Lets try & squeeze in some adverts.. A. W. Busby, 40 Brooklands Road. B'ham 28, offers for sale - Astounding 37 Nov; 38.Sep Oct Nov; 39 May (rest BRE) Aug Sep; 40 May Jul; Unknown 39 Sep; 40 Jan Aug-Nov BRE, Amazing 35 Dec; 36 Apr Oct; 37 Oct; 38 Aug Nov; 39 Feb Jul, Wonder 35 Oct; 39 Jun; Fan.Ad 39 May
BRITISH FANTASY SOCIETY____________________________________ Preliminary Bulletin ......3
First thing to mention, however, is that the title "British Fantasy Society" has now reached and surpassed the previous leader in the field of public favour, namely "British Fantasy Fan Federation". Voting on this matter will have to stop sometime, so the final and definite result will be taken concurrently with the closure of voting for the Executive Committee.
Several more people have expressed interest in, and a desire to join the Society, including FEArnold, THughes, Sid Birchby, WFTemple, GEllis, R.Bradbury and LJJohnson. Eventually the whole of British fandom will be dragged in -- or at least, so we hope. And Forrest J. Ackerman, American fan No, 1, in an airmail letter to your editor, states that he, would be pleased to be considerad as a member.
It has been decided by the Ad Hoc Advisory Board set up last month, that the entrance fee of one shilling, overwhelmingly voted for by the general clientele, should be asked for at once, and the Society be officially commenced as from the commencement of office by the people at present standing for election to the EC. Will all members and intending members therefore, please send in 1/- with their votes.
Now that the Society is really starting, don't forget that a little co-operation from you will be a great encouragement to the officials. And that qoes especially for all those people who just hav'nt found time as yet to attend to the matter. Pease remember that all matters concerning the Society should be written on separate sheets of paper to those on which personal letters to the addessees are written.
And now the voting.....
Appended hereto is a voting form; to be torn off when filled in, and sent in to D. R. Smith, 13 Church Road, Hartshill, Nuneaton, Warwicks. The last date for receiving votes will be June 10th, so make sure you get yours in well before that time.

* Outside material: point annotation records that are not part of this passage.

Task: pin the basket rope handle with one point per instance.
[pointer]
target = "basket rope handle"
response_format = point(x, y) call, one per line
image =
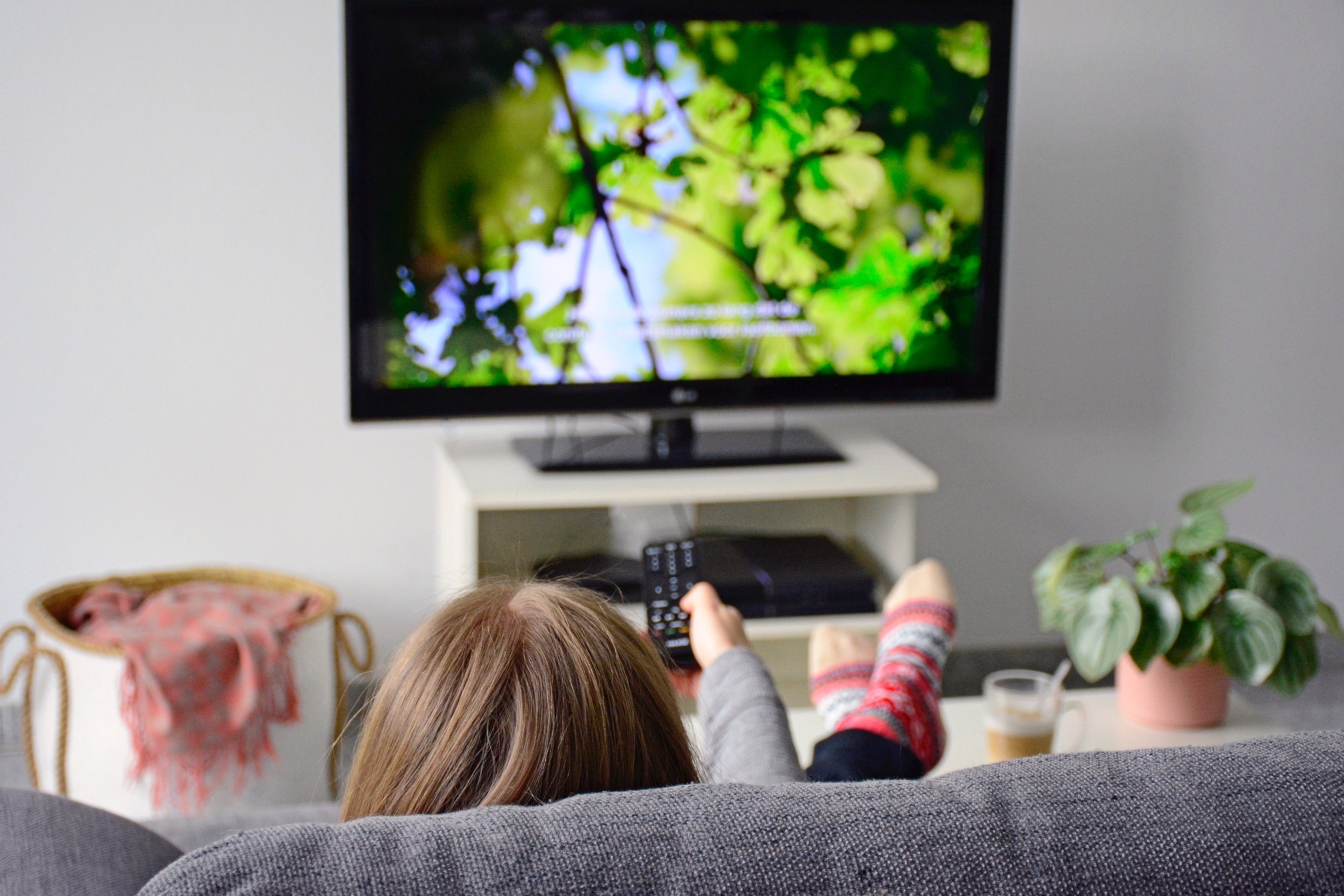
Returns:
point(27, 662)
point(343, 652)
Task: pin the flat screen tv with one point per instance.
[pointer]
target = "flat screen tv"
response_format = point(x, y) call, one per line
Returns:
point(652, 206)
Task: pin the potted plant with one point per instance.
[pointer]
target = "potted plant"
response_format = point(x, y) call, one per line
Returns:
point(1178, 623)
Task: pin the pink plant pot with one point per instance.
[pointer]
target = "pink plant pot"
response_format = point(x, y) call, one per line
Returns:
point(1170, 698)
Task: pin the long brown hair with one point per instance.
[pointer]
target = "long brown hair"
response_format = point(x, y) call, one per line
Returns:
point(518, 693)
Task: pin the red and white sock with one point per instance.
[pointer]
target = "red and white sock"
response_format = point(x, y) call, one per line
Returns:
point(839, 691)
point(902, 698)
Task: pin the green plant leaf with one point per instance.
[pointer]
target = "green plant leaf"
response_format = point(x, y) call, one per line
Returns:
point(1193, 644)
point(1046, 581)
point(1062, 582)
point(1196, 583)
point(1240, 562)
point(1287, 587)
point(1251, 636)
point(1215, 498)
point(1201, 532)
point(1330, 618)
point(1105, 628)
point(1162, 623)
point(1108, 551)
point(1296, 667)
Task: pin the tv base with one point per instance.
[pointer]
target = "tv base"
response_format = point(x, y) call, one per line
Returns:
point(673, 444)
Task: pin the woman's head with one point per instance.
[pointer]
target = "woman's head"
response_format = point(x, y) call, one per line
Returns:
point(518, 693)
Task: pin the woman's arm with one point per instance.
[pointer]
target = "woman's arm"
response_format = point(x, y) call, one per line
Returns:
point(747, 729)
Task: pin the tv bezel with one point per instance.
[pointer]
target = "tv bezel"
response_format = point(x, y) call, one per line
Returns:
point(979, 382)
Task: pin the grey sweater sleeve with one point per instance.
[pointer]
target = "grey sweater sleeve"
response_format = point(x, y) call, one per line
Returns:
point(747, 729)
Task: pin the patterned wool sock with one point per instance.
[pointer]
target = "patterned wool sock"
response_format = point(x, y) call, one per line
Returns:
point(902, 699)
point(839, 691)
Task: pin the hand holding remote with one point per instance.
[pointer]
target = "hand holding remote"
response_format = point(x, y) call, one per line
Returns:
point(716, 626)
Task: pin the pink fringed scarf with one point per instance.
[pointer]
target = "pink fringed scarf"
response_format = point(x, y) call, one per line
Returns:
point(207, 672)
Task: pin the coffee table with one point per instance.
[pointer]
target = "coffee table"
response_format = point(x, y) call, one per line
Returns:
point(1105, 729)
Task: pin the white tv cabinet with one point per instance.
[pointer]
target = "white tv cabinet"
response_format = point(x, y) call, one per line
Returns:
point(498, 515)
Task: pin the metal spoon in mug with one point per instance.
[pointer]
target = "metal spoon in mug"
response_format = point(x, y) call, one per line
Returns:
point(1055, 681)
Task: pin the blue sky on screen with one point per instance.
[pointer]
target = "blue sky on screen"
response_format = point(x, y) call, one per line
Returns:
point(612, 345)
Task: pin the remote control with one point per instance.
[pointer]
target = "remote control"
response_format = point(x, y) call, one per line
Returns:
point(670, 570)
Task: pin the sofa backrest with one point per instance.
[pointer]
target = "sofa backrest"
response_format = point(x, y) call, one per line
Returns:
point(61, 848)
point(1264, 817)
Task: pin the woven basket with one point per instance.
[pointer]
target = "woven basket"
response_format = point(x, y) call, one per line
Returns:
point(78, 746)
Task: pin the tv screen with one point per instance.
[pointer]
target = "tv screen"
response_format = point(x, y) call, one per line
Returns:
point(566, 210)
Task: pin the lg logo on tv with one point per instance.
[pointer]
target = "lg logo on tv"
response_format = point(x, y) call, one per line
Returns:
point(685, 395)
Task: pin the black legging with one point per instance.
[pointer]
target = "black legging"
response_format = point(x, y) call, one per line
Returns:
point(860, 755)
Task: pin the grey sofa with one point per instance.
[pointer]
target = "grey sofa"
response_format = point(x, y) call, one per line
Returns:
point(1260, 817)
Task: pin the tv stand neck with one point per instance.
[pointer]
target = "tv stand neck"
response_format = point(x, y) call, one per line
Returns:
point(674, 444)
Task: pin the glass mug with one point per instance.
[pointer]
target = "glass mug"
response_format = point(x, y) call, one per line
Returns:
point(1022, 715)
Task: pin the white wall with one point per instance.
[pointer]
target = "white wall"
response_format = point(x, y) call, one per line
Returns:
point(172, 301)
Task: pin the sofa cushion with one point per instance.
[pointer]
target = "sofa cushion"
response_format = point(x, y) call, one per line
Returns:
point(194, 832)
point(1265, 816)
point(57, 847)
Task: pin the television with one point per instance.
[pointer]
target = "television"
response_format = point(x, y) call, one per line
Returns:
point(648, 206)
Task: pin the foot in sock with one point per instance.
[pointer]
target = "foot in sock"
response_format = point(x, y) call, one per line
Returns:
point(902, 698)
point(841, 666)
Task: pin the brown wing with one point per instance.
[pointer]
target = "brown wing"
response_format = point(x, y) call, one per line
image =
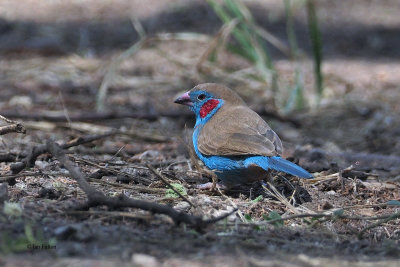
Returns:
point(238, 131)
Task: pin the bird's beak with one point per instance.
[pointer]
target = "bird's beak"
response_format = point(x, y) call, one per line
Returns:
point(184, 100)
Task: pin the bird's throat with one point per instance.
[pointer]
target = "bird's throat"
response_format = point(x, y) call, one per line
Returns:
point(208, 107)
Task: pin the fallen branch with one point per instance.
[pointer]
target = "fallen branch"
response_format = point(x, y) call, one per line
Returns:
point(97, 198)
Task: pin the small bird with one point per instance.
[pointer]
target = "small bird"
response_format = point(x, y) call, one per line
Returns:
point(231, 139)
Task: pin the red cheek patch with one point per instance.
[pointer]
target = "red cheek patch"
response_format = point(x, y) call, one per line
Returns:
point(207, 107)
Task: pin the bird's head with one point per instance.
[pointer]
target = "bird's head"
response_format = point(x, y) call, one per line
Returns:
point(205, 99)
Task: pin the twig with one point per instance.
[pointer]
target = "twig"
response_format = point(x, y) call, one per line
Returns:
point(159, 175)
point(109, 115)
point(384, 220)
point(107, 213)
point(96, 198)
point(133, 177)
point(15, 127)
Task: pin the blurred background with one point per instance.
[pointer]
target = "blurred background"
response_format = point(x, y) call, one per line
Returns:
point(331, 65)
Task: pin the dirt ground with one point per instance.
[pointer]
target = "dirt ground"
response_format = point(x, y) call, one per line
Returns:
point(55, 56)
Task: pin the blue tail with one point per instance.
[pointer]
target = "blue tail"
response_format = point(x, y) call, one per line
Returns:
point(283, 165)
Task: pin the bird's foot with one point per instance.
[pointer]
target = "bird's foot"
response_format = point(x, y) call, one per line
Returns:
point(211, 186)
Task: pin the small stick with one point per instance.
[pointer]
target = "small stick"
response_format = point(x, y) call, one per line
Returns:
point(15, 127)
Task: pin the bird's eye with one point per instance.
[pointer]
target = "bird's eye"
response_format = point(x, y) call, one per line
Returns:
point(201, 97)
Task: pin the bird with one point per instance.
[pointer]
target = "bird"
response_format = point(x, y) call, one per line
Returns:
point(231, 139)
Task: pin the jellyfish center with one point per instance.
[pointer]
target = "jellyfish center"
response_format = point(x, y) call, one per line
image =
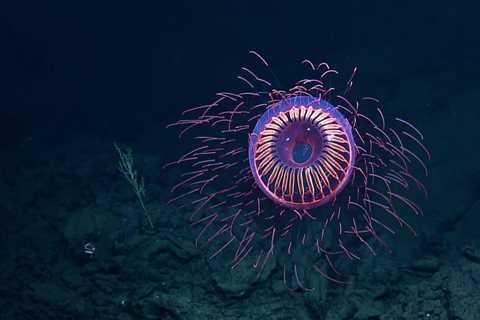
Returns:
point(301, 152)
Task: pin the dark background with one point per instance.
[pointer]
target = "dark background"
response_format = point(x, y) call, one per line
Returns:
point(123, 69)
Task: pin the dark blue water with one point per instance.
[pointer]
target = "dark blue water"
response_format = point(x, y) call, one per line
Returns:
point(88, 88)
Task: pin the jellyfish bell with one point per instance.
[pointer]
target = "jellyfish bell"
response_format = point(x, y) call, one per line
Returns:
point(301, 152)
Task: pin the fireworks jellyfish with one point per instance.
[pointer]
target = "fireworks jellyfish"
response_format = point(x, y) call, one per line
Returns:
point(300, 177)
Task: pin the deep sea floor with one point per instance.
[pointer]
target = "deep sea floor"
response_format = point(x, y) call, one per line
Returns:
point(74, 244)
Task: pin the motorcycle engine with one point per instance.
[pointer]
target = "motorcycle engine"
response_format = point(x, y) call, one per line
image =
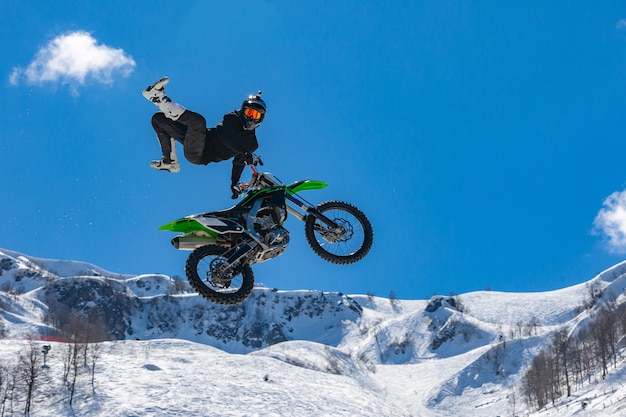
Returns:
point(267, 223)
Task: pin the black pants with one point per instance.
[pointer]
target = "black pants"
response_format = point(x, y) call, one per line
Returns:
point(189, 129)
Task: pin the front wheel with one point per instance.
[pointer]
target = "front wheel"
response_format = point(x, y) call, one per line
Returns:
point(206, 272)
point(345, 244)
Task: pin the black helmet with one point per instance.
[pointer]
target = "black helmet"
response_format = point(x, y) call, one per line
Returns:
point(252, 111)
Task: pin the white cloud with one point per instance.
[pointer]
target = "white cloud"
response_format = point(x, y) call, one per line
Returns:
point(74, 58)
point(611, 221)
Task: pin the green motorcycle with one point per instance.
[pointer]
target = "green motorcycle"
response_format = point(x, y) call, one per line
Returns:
point(227, 243)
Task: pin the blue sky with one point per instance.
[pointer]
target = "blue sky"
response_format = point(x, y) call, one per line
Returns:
point(484, 139)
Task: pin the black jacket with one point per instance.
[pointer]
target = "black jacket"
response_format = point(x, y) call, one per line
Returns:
point(227, 140)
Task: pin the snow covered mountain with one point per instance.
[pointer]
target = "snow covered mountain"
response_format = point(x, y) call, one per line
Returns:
point(284, 353)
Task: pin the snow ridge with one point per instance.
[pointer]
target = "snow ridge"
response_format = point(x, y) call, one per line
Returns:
point(297, 352)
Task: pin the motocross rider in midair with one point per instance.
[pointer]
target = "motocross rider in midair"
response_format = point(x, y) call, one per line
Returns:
point(234, 137)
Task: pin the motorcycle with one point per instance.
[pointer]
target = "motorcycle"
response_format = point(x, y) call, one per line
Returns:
point(225, 244)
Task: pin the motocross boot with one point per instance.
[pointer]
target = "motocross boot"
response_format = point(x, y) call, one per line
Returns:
point(168, 163)
point(156, 94)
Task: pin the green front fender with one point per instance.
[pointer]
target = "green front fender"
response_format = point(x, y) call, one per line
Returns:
point(185, 225)
point(305, 185)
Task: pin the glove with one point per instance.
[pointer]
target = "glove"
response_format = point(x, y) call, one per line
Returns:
point(236, 191)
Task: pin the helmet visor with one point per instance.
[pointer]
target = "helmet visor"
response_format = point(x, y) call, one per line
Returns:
point(252, 113)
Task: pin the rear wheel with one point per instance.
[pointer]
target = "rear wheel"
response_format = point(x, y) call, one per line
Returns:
point(206, 272)
point(346, 244)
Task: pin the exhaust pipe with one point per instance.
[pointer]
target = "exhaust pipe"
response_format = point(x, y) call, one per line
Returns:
point(186, 242)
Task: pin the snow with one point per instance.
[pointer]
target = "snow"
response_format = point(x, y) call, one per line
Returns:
point(337, 355)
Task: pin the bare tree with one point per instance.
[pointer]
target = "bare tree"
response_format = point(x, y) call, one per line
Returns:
point(30, 368)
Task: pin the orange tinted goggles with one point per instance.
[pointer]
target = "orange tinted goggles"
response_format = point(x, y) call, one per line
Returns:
point(254, 113)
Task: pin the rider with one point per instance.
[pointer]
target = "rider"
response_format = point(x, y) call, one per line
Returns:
point(234, 137)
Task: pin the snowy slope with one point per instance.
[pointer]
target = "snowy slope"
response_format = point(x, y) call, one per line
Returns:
point(305, 353)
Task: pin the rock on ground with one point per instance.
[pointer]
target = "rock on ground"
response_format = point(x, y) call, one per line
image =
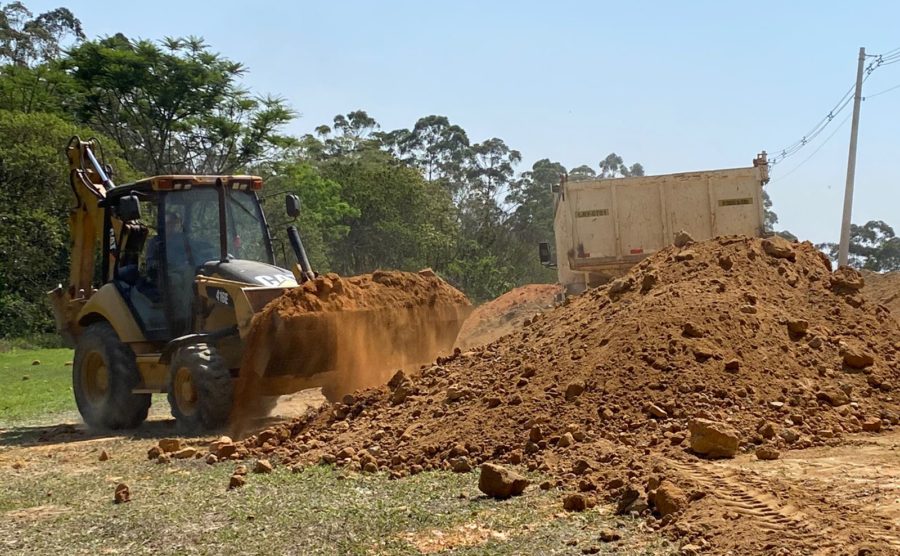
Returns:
point(499, 482)
point(713, 439)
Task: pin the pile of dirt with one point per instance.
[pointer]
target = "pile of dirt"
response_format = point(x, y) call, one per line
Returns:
point(505, 314)
point(747, 342)
point(883, 288)
point(342, 334)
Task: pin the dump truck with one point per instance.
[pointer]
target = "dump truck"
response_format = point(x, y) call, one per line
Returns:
point(605, 226)
point(187, 301)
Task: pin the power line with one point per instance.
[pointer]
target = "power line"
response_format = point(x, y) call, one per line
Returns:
point(879, 93)
point(890, 57)
point(819, 148)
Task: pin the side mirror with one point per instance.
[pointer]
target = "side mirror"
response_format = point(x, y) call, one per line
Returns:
point(129, 208)
point(544, 253)
point(292, 205)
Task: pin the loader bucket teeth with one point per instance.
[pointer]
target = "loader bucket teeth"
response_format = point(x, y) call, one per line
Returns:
point(344, 334)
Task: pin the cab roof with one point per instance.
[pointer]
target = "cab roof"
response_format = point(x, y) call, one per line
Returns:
point(182, 182)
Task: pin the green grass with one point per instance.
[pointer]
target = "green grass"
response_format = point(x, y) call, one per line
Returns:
point(56, 497)
point(29, 391)
point(185, 508)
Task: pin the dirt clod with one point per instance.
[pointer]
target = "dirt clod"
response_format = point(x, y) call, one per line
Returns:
point(682, 239)
point(668, 499)
point(169, 445)
point(713, 439)
point(185, 453)
point(610, 535)
point(122, 494)
point(499, 482)
point(236, 481)
point(767, 453)
point(575, 502)
point(263, 466)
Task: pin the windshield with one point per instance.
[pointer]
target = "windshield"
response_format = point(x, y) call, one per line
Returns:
point(246, 229)
point(194, 235)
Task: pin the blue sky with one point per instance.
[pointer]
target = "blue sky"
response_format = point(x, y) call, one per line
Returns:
point(677, 86)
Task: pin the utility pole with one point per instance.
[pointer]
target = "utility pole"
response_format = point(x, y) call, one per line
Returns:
point(844, 250)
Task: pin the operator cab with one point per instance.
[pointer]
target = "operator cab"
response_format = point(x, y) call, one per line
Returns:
point(172, 228)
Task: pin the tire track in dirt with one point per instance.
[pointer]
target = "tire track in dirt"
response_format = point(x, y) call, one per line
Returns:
point(792, 517)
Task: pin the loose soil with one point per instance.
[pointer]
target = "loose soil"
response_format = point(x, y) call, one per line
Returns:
point(883, 288)
point(757, 336)
point(342, 334)
point(505, 314)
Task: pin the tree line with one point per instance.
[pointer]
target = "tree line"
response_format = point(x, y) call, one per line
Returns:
point(424, 196)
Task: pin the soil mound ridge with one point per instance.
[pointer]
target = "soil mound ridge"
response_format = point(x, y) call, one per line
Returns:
point(505, 314)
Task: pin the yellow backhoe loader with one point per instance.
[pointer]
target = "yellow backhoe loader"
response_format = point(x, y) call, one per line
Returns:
point(186, 263)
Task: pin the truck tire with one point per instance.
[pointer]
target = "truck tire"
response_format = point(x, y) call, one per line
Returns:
point(200, 388)
point(104, 373)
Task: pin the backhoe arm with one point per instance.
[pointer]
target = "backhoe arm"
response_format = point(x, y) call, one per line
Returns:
point(90, 183)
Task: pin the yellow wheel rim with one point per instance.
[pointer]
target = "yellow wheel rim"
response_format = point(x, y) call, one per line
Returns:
point(185, 392)
point(95, 378)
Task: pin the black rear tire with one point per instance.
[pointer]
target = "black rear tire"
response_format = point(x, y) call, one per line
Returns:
point(200, 388)
point(104, 373)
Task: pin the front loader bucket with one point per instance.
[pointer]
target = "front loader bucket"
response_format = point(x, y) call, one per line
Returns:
point(343, 334)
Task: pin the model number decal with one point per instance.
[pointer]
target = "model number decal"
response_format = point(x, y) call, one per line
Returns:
point(275, 280)
point(219, 295)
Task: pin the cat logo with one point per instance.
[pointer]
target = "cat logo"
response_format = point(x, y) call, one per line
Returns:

The possible holders of the various essential offices have by now fallen pretty welll into line without much controversy. We had hoped for rather more nominations and offers to serve, though it must be admitted that everybody is pretty busy these days and few people at all secure in their location.
Sorting round the suggestions that have come in, and disregarding the nominees who wouuld prefer their names not to go forward the following list has been evolved....
With the Advisory Board itself we are in the awkward position of only having one nomination to date - S. L. Birchby - so that election thereof will have to wait a while.